There Was Only One Richard Lewis

Interviewing the Jersey-raised comedian, you’d hang on for dear life and let out shrieks—of laughter.

Richard Lewis
Comedian and "Curb Your Enthusiasm" star Richard Lewis grew up in Englewood. Photo: Shutterstock

Chatting with Richard Lewis, as I fondly look back on it, was less an interview than a ride on a wild and crazy comedy roller coaster. You’d hang on for dear life and let out shrieks—of laughter—at his fantastical ad-libs.

This only encouraged Lewis, who’d spin ever crazier stream-of-consciousness riffs on his fears and neuroses and supposedly traumatic memories of growing up in Englewood.

He used to joke that he made so many trips to his school nurse that a plaque to him was erected in the Dwight Morrow High School nurse’s office.

Did he really work as a paper carrier for The Record, his hometown paper, for just one dreadful day?

“I only delivered the papers to therapists’ houses,” Lewis claimed the first time I spoke with him, when he was starring in the ABC sitcom Anything But Love, in 1989. “You can’t throw the papers up against the door, because they might be having sessions, so I would tiptoe…

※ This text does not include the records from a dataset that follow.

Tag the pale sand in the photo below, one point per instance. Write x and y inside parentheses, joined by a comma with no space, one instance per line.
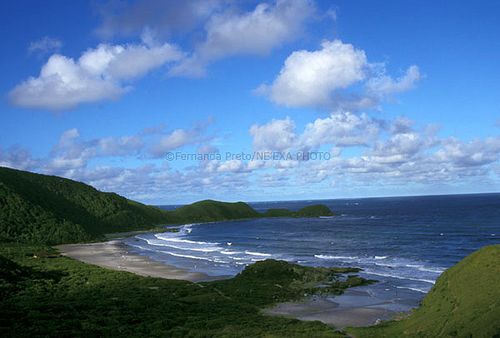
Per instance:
(363,310)
(114,255)
(355,309)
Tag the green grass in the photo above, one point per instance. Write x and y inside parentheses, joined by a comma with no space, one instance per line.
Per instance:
(51,210)
(209,210)
(56,296)
(465,302)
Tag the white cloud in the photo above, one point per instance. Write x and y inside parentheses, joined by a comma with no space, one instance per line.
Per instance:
(277,135)
(18,158)
(384,85)
(98,74)
(310,78)
(341,129)
(45,45)
(163,17)
(331,76)
(254,33)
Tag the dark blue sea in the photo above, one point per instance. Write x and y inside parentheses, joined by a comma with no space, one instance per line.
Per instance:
(403,242)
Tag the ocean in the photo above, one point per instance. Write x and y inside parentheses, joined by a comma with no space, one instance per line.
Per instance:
(403,242)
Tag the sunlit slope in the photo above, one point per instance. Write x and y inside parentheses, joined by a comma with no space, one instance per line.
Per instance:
(48,209)
(465,302)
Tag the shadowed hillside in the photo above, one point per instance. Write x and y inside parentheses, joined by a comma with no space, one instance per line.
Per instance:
(48,209)
(44,209)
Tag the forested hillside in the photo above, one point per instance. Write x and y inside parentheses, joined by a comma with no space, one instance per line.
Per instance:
(44,209)
(48,209)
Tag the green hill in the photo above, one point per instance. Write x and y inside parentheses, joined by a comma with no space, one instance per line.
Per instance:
(44,209)
(209,210)
(465,302)
(316,210)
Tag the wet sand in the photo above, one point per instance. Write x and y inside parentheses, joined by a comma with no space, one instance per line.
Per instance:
(353,308)
(114,255)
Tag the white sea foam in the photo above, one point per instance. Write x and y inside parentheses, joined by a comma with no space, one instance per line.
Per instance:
(167,238)
(253,253)
(335,257)
(228,252)
(399,277)
(410,288)
(200,249)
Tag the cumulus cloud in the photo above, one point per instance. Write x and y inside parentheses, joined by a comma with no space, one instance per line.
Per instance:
(164,17)
(384,85)
(340,129)
(277,135)
(252,33)
(99,74)
(18,158)
(321,78)
(44,46)
(309,78)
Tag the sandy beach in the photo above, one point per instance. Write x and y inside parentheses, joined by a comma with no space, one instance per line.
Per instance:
(114,255)
(354,308)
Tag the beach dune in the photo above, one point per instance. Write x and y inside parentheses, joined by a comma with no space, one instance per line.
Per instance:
(114,255)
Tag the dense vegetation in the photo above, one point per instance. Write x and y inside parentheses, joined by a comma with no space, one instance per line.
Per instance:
(48,209)
(209,210)
(45,209)
(56,296)
(465,302)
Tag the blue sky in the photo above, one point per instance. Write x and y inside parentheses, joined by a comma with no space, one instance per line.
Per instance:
(402,96)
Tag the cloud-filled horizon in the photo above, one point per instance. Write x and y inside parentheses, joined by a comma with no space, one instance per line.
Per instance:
(398,111)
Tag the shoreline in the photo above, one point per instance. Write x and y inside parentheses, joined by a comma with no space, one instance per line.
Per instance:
(354,308)
(114,255)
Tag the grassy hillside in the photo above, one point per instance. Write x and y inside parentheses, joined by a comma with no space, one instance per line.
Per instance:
(465,302)
(45,209)
(316,210)
(53,296)
(48,209)
(209,210)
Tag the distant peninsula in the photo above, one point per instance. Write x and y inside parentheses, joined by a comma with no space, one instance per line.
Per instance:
(36,208)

“I got so nervous, because I was so frightened of dogs. In one house, it wasn’t a dog; I think it was one of these huge box turtles. It was a horror. I blame The Record for most of my fear of animals, because of that one day on the route.”

Lewis, who died on Tuesday of a heart attack at age 76 in Los Angeles, is credited with coining the phrase “(Blank) from hell,” (as in day and date and dream from hell). He was born June 27, 1947 in Brooklyn, but grew up in Englewood. His father, Bill, a co-owner of Ambassador Caterers in Teaneck, died in 1971. His mom, Blanche, was an actress in community theater.

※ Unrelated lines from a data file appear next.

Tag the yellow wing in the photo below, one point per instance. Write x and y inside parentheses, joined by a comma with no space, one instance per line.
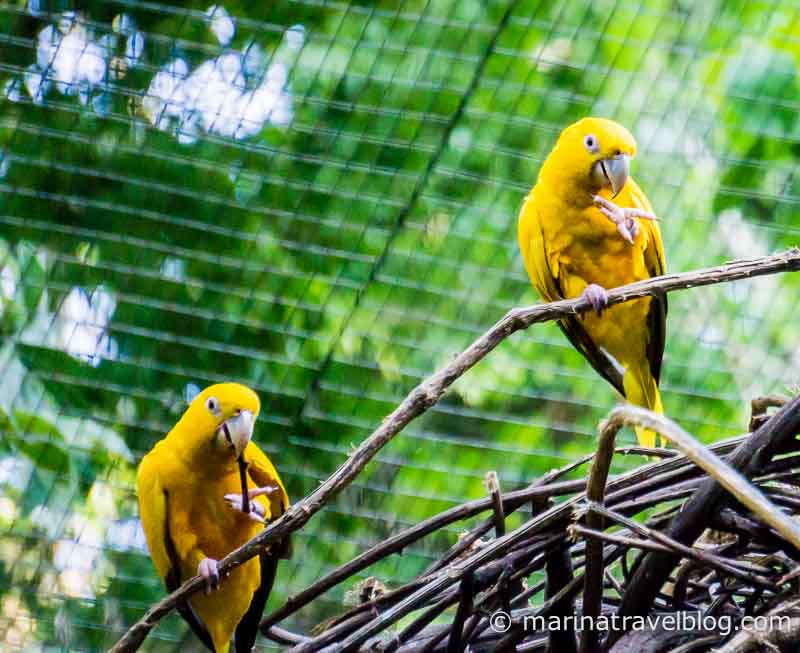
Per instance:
(655,263)
(534,254)
(153,512)
(545,280)
(263,472)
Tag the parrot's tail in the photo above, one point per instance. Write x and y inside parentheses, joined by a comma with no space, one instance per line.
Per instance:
(641,389)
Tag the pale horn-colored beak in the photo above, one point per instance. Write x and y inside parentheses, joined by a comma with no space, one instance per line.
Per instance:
(612,172)
(237,431)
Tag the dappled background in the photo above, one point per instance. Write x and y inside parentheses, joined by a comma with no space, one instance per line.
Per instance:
(319,199)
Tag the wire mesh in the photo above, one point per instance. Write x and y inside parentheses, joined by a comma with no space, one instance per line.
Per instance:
(319,199)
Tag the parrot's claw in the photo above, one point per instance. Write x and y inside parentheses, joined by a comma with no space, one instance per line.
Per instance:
(625,219)
(208,570)
(597,297)
(257,512)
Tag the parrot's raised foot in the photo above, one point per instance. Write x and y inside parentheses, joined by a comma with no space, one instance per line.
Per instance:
(257,512)
(597,297)
(625,219)
(208,570)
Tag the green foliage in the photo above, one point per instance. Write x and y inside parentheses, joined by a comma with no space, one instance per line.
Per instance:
(335,250)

Their son came of age as a comic in the late 1970s and early ’80s, just as cable television was about to make stars out of standups. Lewis’s HBO comedy specials had names like I’m in Pain, I’m Exhausted and I’m Doomed. That last one was nearly identical to a show I saw at BergenPAC in April 1990. Dressed in trademark black, with slightly stooped shoulders, and hands touching his forehead, he’d pace the stage like a nervous panther, periodically stopping to consult a topics list, six feet long, placed atop a prop grand piano.

Lewis made 48 appearances on Late Night With David Letterman and had a sold-out show at Carnegie Hall. But he never stopped performing in his home state—from Englewood to Atlantic City—and never missed a chance to talk to his hometown newspaper.

When Lewis said he’d grown up in “the house that guilt built” (aka “the Suffer Dome),” one sensed that there was real pain behind many of these references. He confronted his struggles with alcoholism and substance abuse in his standup routine and his memoir, The Other Great Depression. Sober since August 1994, Lewis is survived by his wife Joyce Lapinsky, whom he married in 2005. And despite having been diagnosed with Parkinson’s disease two years ago, Lewis told his fans, via a video he posted on social media last April, that he was doing well and was happy.

Lewis became known to a younger generation of fans thanks to HBO’s Curb Your Enthusiasm, for which Larry David tapped his longtime friend to play a version of himself. As David said in a statement on Wednesday, the two were born in the same Brooklyn hospital, three days apart. But they did not meet up until their pre-teens—at an upstate New York State sports camp. Their on-screen chemistry was incomparable.

While going through my old Lewis clips, I found one from 2010, to promote a comedy show he was doing with Susie Essman at Montclair’s Wellmont Theater. Lewis started off by explaining why he’d mistakenly called me the day before, when I was at a meeting. He blamed the mishap on a nightmare from hell.

“Five minutes before I call you, eight Hasidic dinosaurs were chasing me, saying, “You’re not religious enough,” he said, adding, “ You should see the size of the skullcaps they had on.”

There was only one Richard Lewis.

Virginia Rohan is the former longtime TV critic for The Record newspaper.